On the ride back I stopped at Tim Horton’s and picked up a box of 40 Timbits for the gang. And this was very appreciated by the ravenous gang awaiting dinner!

 “Fueled by Equator Coffee!”

imageA true (Canadian) HERO — memorial to Terry Fox
imageAn innukshuk (Inuit place and way marker) atop a roadside rock face. We passed hundreds of these in Ontario so far. There is something that makes people want to state “I was here!” This is a lovely and creative way to do so. Sadly, there are also numerous such statements spray-painted on rocks, usually in big white letters. Now had they used a chisel and hammer… there would be a better chance of catching them! :-)
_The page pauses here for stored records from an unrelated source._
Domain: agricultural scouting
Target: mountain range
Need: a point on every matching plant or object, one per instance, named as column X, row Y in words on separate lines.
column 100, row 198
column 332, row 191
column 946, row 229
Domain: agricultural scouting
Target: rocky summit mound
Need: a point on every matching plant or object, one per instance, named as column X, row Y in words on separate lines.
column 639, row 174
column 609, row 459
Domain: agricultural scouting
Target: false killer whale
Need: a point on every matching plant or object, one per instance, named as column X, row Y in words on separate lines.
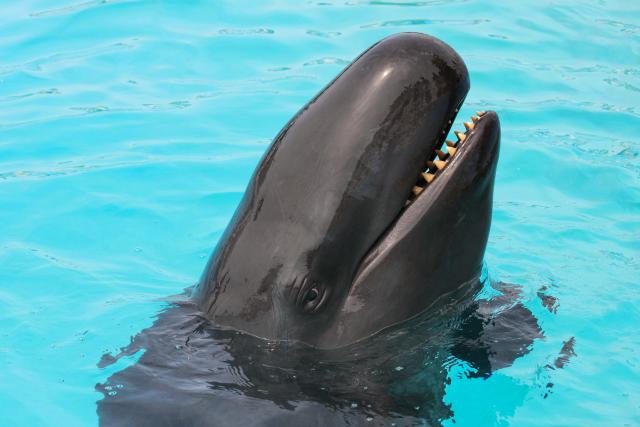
column 349, row 274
Fabulous red rock faces, topped by thick forests — for hundreds of kilometers!

Categories: Day to Day
  1. darylwood
    July 22, 2011 at 9:32 pm

    Dear Ilan, You are indeed mirroring the tremendous courage that Terry Fox represents. I’ve stood in that same place and know the power of being there at the critical junction in his journey. And now I wonder if the smoke from the northern forest fires will impact your ride. Four more sleeps before we see you in Tobermory. A delicious dinner and yummy dessert await. Warming up the drums for “letting go” around the campfire. Hugs, D&D

  2. Rod Miller
    July 21, 2011 at 7:16 am

    Ilan – you are in Terry and he is in you! And the world is a little bit better place for it. Thank you.